You could be the one that I love, mm-mm
Kamu bisa saja menjadi orang yang aku cintai, mm-mm
And now I’m standin’ here, hopin’ it gets to you
Dan sekarang aku berdiri di sini, berharap pesannya sampai kepadamu
[Outro]
(Love) You could be the one that I love
(Cinta) Kamu bisa saja menjadi orang yang aku cintai
(Love) You could be the one that I love
(Cinta) Kamu bisa saja menjadi orang yang aku cintai
(Love) My love
(Cinta) Cintaku
And now I’m standin’ here, hopin’ this gets to you
Dan sekarang aku berdiri di sini, berharap ini sampai kepadamu
Konteks di Balik Lagu Message In A Bottle dari Taylor Swift
Lagu ini ditulis sekitar tahun 2012 pada era album Red, di masa Taylor sedang bereksplorasi dengan suara pop yang lebih berani dan berbeda dari akar country-nya.

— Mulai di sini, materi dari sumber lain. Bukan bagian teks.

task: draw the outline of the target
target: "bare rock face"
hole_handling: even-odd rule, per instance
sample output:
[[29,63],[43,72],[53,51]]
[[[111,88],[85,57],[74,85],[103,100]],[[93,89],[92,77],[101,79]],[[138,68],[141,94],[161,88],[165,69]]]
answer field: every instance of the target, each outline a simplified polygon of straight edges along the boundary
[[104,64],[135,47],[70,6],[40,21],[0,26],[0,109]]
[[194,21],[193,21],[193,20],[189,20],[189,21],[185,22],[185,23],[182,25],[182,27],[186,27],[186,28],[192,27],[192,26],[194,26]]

Banyak penggemar dan analis musik meyakini lagu ini terinspirasi dari hubungan Taylor dengan bintang asal Inggris, Harry Styles, yang menjadi sorotan publik pada akhir 2012 hingga awal 2013.
Petunjuk paling kuat ada pada baris “How is it in London” di bagian bridge, yang secara langsung menyebut kota asal Harry Styles, membuat banyak Swifties yakin ke mana lagu ini ditujukan.
Taylor pernah menyatakan bahwa bagi dirinya, lagu adalah seperti pesan dalam botol karena ia melemparkannya ke dunia dengan harapan orang yang dimaksud suatu hari akan mendengarnya.
Lagu ini akhirnya tidak masuk dalam album Red versi orisinal tahun 2012, dan baru muncul satu dekade kemudian sebagai salah satu trek “From the Vault” dalam Red (Taylor’s Version) yang dirilis pada November 2021.